Rozdział 8.

10K 508 12
                                    

Był pijany i to bardzo, bardzo mocno. Właściwie nie kontaktował. Wiedziała, że pod zamkniętymi powiekami źrenice są wyraźnie rozszerzone. Mogła to dostrzec już kilka godzin wcześniej, gdy dopadł ją na parkiecie, odstraszając George’a. Spod granatowej beanie wysunęło się kilka brązowych loczków, co w parze z odsuniętym kapturem czyniło go doskonale rozpoznawalnym.

Darcy pochyliła się, chwytając chłopaka za ramię i potrząsając delikatnie.
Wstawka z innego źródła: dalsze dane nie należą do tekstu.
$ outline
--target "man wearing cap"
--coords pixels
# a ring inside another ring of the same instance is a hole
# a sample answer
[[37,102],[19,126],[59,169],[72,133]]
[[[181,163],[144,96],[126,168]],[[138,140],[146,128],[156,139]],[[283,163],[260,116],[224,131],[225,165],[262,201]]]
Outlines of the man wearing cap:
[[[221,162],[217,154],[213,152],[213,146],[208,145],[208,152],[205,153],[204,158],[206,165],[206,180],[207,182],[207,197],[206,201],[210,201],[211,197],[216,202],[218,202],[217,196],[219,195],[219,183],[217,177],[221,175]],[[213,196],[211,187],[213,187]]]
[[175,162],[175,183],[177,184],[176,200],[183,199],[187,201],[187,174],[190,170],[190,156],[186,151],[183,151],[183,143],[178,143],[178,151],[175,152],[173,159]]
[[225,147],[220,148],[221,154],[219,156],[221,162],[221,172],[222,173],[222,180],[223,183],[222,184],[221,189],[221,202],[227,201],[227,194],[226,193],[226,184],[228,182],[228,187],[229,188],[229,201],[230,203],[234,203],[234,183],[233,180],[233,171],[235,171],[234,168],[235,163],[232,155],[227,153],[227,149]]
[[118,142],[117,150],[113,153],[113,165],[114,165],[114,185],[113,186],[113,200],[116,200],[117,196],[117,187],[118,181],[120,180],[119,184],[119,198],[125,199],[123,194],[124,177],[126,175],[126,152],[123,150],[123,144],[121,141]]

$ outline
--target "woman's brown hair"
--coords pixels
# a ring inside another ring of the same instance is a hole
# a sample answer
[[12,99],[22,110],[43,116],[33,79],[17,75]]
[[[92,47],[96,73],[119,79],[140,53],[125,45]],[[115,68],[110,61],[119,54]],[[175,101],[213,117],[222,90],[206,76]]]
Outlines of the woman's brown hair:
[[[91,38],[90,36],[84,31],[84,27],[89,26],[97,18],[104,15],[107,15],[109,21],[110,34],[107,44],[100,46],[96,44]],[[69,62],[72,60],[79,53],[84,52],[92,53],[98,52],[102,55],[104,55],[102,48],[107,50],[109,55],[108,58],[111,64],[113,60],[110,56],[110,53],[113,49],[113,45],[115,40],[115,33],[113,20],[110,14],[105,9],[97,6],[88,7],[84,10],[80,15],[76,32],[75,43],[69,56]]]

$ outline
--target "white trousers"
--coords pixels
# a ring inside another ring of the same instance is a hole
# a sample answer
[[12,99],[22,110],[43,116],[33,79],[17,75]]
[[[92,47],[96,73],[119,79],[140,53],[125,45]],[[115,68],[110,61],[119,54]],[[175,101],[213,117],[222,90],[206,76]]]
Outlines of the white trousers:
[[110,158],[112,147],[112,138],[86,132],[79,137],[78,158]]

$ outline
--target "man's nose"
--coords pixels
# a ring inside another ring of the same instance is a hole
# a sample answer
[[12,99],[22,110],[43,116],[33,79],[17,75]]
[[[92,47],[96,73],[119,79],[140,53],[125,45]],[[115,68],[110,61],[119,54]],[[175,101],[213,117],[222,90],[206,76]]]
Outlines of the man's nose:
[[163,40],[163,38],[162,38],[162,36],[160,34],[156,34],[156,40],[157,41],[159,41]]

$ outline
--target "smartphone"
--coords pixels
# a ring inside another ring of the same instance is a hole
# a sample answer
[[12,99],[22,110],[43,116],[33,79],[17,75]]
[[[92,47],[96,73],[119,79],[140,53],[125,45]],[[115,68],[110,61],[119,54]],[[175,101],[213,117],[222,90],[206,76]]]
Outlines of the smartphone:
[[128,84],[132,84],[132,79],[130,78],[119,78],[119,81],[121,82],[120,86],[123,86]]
Jego powieki zadrżały i jęknął cicho, ale poza tym nie uzyskała żadnej dodatkowej reakcji.

- Harry – zawołała cicho, przesuwając dłoń na jego policzek i lekko poklepując.

Nic. Poza gardłowym mruknięciem i faktem, że ruszył głową, wtulając się w spód dłoni Darcy, jakby był małym chłopcem. Dokładnie tak wyglądał, mimo że nie dzieliła ich żadna różnica wieku. Szatynka westchnęła ciężko, zdając sobie sprawę, że w najbliższym czasie nie uzyska od niego żadnej odpowiedzi. O adresie, pod którym mieszkał nie wspominając.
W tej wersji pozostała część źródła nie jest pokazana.